Healthcare is all abuzz about evidence-based medicine (EBM), and legions of clinicians are struggling with how to incorporate EBM into the new paradigm of providing the safest possible high-quality healthcare in the most efficient manner.
Evidence-based Medicine: Origins and Definition
The term "evidence-based medicine" was coined over 20 years ago by a group of physicians who believed the care that patients receive should be based on the best science available at that time. Actually, this concept was first called “science-based medicine,” but not surprisingly, that name did not get much traction. Now this concept is firmly rooted internationally in medical practice. One definition of EBM is “the conscientious, explicit, and judicious use of current best evidence in making decisions about the care of patients.”
EBM from Multiple Perspectives
From the multiple perspectives of patient safety and managing medical-legal risk, it seems wise to identify three categories into which the practice of medicine falls:
- Areas where science has given practitioners a clear “yes” or “no” answer
- Areas where the science may not be overwhelming, but national guidelines or strong expert consensus points in a particular direction
- Areas that do not actually have scientific or other bases for support
Guidelines: To Follow or Not to Follow
The failure to follow well established national guidelines or expert consensus entails a certain degree of risk. Without rock-solid science, a guideline or expert opinion may be proven wrong with continuing research. On the other hand, these recommendations are useful tools and good guides. Deviation from this “norm” may result in criticism and potentially legal battles over what was “reasonable under the circumstances.” National guidelines, expert consensus, and even textbook recommendations can carry a good deal of weight in the courtroom, despite caveats stating that guidelines are not meant to define the standard of care.

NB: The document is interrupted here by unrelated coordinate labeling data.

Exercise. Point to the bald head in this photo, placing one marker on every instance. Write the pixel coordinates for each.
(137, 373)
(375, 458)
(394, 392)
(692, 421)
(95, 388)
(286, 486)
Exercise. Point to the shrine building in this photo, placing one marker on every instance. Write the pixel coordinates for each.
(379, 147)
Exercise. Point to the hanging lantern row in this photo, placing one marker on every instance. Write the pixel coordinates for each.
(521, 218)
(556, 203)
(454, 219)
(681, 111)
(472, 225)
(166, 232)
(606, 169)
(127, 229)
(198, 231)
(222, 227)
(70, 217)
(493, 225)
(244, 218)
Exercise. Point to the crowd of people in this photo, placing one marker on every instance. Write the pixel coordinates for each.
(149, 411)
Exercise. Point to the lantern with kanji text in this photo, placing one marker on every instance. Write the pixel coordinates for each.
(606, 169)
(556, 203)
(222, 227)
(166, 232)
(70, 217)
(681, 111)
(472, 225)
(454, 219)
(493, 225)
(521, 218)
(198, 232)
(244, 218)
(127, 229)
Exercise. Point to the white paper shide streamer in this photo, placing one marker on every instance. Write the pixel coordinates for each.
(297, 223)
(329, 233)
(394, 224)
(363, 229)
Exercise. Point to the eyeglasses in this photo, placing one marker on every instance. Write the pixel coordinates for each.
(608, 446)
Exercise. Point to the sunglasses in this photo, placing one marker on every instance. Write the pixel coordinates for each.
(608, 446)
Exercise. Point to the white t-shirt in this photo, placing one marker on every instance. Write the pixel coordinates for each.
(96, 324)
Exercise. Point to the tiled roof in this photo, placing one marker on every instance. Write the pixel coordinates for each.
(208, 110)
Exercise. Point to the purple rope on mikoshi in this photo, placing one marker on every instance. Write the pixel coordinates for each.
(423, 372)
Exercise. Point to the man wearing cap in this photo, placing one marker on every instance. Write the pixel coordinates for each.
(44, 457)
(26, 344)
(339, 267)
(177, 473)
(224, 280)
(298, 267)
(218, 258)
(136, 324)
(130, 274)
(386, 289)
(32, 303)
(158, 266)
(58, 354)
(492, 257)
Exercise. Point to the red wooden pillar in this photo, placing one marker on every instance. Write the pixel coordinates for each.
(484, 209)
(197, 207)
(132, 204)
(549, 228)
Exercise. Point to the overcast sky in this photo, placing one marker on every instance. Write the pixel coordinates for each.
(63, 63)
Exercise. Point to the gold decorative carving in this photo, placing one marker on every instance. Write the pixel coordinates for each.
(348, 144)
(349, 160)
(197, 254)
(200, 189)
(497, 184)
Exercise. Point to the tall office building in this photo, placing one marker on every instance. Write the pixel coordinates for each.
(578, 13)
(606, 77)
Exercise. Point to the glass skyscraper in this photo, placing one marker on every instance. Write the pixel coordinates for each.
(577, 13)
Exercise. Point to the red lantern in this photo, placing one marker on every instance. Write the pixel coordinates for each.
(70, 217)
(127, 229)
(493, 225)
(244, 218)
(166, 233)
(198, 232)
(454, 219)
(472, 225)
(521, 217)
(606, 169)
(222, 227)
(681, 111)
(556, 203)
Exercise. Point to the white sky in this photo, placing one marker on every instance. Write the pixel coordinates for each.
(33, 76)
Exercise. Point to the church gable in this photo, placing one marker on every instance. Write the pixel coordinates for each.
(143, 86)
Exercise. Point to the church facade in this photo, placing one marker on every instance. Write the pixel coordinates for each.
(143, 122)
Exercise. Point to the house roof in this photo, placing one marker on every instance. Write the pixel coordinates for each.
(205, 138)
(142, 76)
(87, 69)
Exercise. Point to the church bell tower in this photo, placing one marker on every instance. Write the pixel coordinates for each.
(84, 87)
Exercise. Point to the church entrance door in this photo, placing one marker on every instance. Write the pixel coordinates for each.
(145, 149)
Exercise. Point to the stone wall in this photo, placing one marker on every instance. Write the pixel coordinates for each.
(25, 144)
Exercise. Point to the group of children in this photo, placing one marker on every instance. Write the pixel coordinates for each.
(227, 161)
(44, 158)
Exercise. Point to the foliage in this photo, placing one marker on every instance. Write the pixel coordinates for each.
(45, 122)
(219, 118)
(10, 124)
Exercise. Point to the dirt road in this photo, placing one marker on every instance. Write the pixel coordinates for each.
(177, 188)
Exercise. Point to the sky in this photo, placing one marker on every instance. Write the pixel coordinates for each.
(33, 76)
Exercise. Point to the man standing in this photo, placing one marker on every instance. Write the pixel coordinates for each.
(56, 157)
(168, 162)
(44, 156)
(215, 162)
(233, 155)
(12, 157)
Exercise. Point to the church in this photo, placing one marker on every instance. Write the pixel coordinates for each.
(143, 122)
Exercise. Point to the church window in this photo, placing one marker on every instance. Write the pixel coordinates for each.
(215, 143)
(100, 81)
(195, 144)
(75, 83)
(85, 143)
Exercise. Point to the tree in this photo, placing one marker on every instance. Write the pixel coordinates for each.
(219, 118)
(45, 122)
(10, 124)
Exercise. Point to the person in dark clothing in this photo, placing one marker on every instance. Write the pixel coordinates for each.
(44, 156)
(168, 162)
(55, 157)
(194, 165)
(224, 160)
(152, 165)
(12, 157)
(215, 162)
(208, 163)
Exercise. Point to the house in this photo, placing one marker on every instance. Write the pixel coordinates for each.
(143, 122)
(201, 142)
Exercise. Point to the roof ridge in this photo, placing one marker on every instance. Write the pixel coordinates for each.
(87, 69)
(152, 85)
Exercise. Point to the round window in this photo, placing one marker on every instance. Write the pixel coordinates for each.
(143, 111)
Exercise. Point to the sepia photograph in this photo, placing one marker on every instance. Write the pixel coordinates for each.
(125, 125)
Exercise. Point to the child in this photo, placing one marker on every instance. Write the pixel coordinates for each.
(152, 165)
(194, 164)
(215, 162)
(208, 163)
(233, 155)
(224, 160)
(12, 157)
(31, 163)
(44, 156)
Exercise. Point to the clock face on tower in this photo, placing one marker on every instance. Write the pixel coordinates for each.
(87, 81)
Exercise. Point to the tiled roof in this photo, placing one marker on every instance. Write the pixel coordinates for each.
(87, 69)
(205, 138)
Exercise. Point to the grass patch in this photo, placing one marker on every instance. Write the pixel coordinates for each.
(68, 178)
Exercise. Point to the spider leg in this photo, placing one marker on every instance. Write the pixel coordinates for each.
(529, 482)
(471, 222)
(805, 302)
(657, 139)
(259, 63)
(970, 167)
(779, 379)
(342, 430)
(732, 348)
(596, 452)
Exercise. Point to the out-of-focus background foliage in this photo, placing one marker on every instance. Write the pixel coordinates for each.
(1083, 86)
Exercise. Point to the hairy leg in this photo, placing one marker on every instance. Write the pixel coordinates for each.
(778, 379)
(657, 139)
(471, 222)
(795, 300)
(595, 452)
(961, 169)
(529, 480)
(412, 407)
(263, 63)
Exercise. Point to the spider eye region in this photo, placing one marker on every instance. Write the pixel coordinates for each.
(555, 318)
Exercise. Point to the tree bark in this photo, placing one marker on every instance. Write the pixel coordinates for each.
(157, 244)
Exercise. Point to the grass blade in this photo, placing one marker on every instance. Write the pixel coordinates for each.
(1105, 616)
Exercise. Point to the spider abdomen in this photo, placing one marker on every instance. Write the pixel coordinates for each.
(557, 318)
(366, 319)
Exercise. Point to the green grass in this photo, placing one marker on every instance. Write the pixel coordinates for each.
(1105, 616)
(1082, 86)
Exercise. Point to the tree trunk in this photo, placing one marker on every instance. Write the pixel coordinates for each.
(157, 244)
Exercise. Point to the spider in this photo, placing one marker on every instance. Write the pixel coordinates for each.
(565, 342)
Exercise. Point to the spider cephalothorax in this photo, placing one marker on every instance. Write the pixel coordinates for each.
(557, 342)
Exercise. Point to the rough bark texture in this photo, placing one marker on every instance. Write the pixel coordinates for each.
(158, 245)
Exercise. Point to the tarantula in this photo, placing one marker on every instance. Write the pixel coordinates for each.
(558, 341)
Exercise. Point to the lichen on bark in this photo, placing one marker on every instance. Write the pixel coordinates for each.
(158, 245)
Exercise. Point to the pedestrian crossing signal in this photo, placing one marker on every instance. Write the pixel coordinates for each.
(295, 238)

There are other recommendations that are based on common practice, case reports, and inadequate research data. Ironically, this may be the largest category of all, encompassing much of day-to-day medical practice. Why do we repeat very abnormal vital signs? Because it is good medical care and persistent vital sign abnormalities suggest abnormal physiology and the need for further investigation. Will we ever see a large randomized trial with one study group with very abnormal pulses sent home and another admitted for evaluation? Unlikely.
The Holy Grail: Clinical Decision Support at the Point of Care
Practitioners should understand the current state and strength of the medical evidence and the associated recommendations. The problem is that this is much easier said than done, particularly in emergency medicine, urgent care, primary care, and other specialties that encompass the full breadth of human health. Patients present with every imaginable complaint that requires a current knowledge base that is enormous and beyond the capability of most humans! Clinical decision support that utilizes evidence-based medicine, especially when integrated into the electronic health record for use at the point of care, will be invaluable to the 21st century practitioner.
EBM from the Practical Perspective
If there is a strong evidentiary basis for an evaluation or treatment strategy, practitioners should utilize it. If there are large studies with strong study designs, perhaps with follow-up validation studies, practitioners would be wise to have a front-of-mind awareness and incorporate these evaluation and treatment strategies into practice. From a medical-legal perspective, this would seem to come very close to what a jury would consider "what the reasonable practitioner should do under the circumstances."
Practitioners should strongly consider utilizing the guideline or recommendation if:
- It is a well-recognized national guideline.
- There is a strong evidence-based analysis leading to an expert consensus.
- It is a recommendation following a systematic review from a well-respected organization such as the Cochrane Group.
If a practitioner, a group of practitioners, or an organization has decided to take another clinical path, it would be wise to make that clear in a treatment or management protocol rather than leave the potential consequences on the shoulders of an individual practitioner. The controversy over the use of thrombolytics for stroke would be an excellent example.
Case reports, texts, and common practice provide a range of tools; some are critically important (e.g., repeating abnormal vital signs and trending vital signs); others don't actually have much support (e.g., heparin for TIA and stroke).
Risk and safety recommendations from The Sullivan Group will run the gamut from the strongest medical evidence to those that have never been studied medically, but may have a dramatic impact on patient safety, peer review, state disciplinary proceedings, and obviously in medical malpractice litigation.